Knegt verwacht in Polen een toernooi vol verrassingen. Hij vindt het niet alleen lastig om te zeggen waar hij zelf staat, ook zijn concurrenten heeft hij al een tijdje niet gezien. "Er zullen waarschijnlijk ook jongens opstaan waar nog niemand van heeft gehoord. Shorttrackers die in anderhalf jaar tijd een grote stap hebben kunnen maken en waar niemand rekening mee houdt."

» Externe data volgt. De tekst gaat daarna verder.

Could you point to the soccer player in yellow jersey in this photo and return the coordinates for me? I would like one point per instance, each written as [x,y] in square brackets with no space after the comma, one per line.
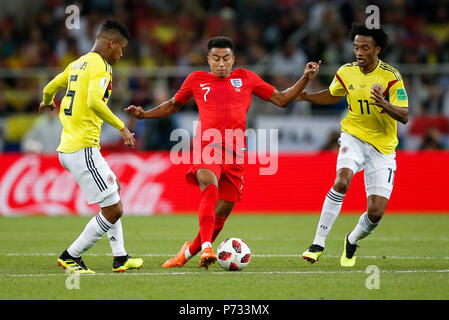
[83,109]
[377,100]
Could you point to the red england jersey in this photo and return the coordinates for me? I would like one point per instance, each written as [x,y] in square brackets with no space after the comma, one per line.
[222,102]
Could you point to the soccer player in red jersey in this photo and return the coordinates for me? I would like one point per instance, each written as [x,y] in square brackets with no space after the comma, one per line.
[223,97]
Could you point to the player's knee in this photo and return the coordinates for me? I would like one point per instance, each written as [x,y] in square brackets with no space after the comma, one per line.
[375,214]
[341,185]
[113,213]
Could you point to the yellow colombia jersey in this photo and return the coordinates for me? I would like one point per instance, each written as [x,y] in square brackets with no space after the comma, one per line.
[83,109]
[366,122]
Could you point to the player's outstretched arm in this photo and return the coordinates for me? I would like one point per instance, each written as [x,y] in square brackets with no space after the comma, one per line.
[397,113]
[321,97]
[164,109]
[282,99]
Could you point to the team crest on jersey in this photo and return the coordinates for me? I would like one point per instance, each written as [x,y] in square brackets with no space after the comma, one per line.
[237,82]
[377,85]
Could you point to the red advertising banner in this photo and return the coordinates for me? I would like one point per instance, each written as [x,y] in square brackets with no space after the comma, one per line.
[152,184]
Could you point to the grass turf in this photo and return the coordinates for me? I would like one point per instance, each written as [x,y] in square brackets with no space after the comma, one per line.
[411,253]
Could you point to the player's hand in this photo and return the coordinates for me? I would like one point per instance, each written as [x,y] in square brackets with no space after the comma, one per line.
[302,96]
[311,69]
[378,97]
[128,137]
[43,107]
[136,112]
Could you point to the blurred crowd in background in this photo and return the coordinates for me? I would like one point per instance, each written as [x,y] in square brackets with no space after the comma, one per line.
[273,38]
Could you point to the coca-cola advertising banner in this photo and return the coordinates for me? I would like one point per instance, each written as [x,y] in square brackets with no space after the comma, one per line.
[152,184]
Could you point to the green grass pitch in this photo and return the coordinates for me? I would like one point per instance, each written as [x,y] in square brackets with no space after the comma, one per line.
[411,253]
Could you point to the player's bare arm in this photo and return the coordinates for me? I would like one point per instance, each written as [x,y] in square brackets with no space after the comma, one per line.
[397,113]
[321,97]
[282,99]
[163,110]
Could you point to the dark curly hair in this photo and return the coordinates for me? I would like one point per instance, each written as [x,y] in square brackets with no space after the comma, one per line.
[115,26]
[379,35]
[220,42]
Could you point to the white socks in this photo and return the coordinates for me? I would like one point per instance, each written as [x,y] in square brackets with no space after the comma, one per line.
[94,230]
[115,236]
[362,229]
[331,209]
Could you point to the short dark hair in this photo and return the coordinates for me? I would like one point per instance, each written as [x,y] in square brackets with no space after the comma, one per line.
[220,42]
[379,35]
[115,26]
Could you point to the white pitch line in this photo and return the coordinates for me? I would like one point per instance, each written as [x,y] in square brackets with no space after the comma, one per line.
[140,274]
[18,254]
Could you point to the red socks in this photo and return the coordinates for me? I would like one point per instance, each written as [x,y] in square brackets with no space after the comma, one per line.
[205,233]
[209,199]
[195,247]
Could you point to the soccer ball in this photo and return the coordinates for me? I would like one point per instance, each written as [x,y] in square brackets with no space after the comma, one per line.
[233,254]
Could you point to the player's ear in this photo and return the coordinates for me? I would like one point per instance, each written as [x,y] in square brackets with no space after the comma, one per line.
[377,50]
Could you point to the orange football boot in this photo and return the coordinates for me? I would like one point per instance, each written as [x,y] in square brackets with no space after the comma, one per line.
[180,259]
[208,256]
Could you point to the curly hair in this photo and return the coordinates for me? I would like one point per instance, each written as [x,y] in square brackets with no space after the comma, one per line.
[379,35]
[220,42]
[115,26]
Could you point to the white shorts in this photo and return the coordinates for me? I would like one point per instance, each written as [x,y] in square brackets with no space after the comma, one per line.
[92,173]
[379,168]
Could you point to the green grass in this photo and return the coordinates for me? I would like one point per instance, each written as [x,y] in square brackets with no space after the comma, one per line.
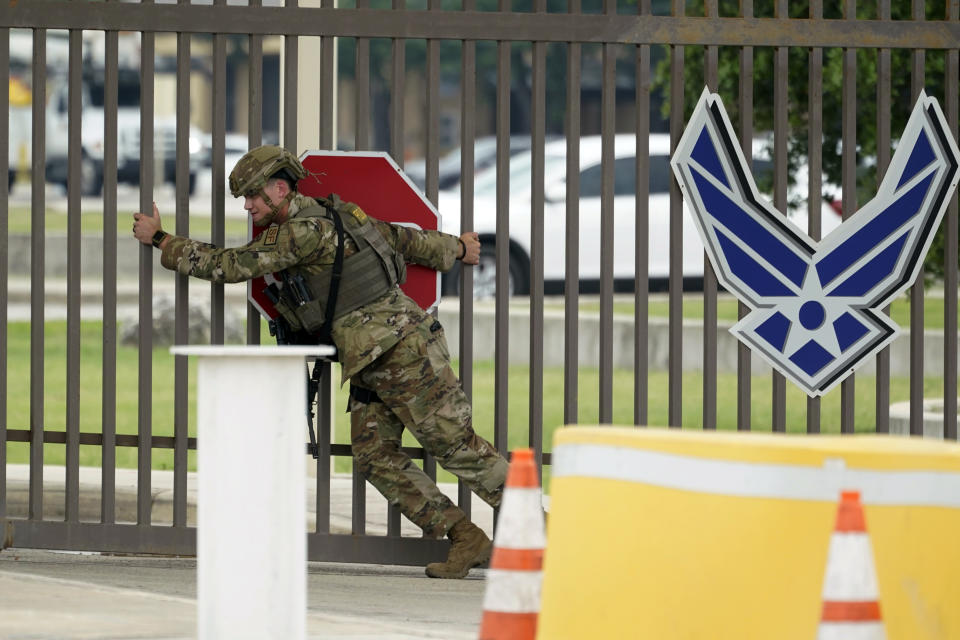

Drie maanden geleden toonde Knegt zich nog kritisch in aanloop naar de International Invitation Cup in Heerenveen. Hij vond het vanwege de situatie rond het coronavirus niet verantwoord een internationale wedstrijd te schaatsen. Nu is de situatie anders. "We zitten in principe de hele dag in het hotel. Al het eten wordt netjes naar onze kamers gebracht. We mogen wel naar buiten, maar dan moeten we binnen het hek blijven dat om ons hotel staat. Maar dat doe ik eigenlijk niet zo vaak. Ik zie het niet zo zitten om door een halve meter sneeuw heen te banjeren."
Knegt moest begin januari bij de NK genoegen nemen met de vierde plek. De routinier veroverde op de 500 en 1000 meter weliswaar podiumplekken (tweede en derde), maar liet het afweten op de 1500 meter (21e). Knegt werd toch aangewezen voor de EK. "Ik had wel wat berekeningen gemaakt waarop ik kon baseren dat ik zou mogen rijden", aldus Knegt. "De snelheid zat al goed, maar ik wilde wel wat langer hard kunnen blijven schaatsen. Dat gaat steeds beter."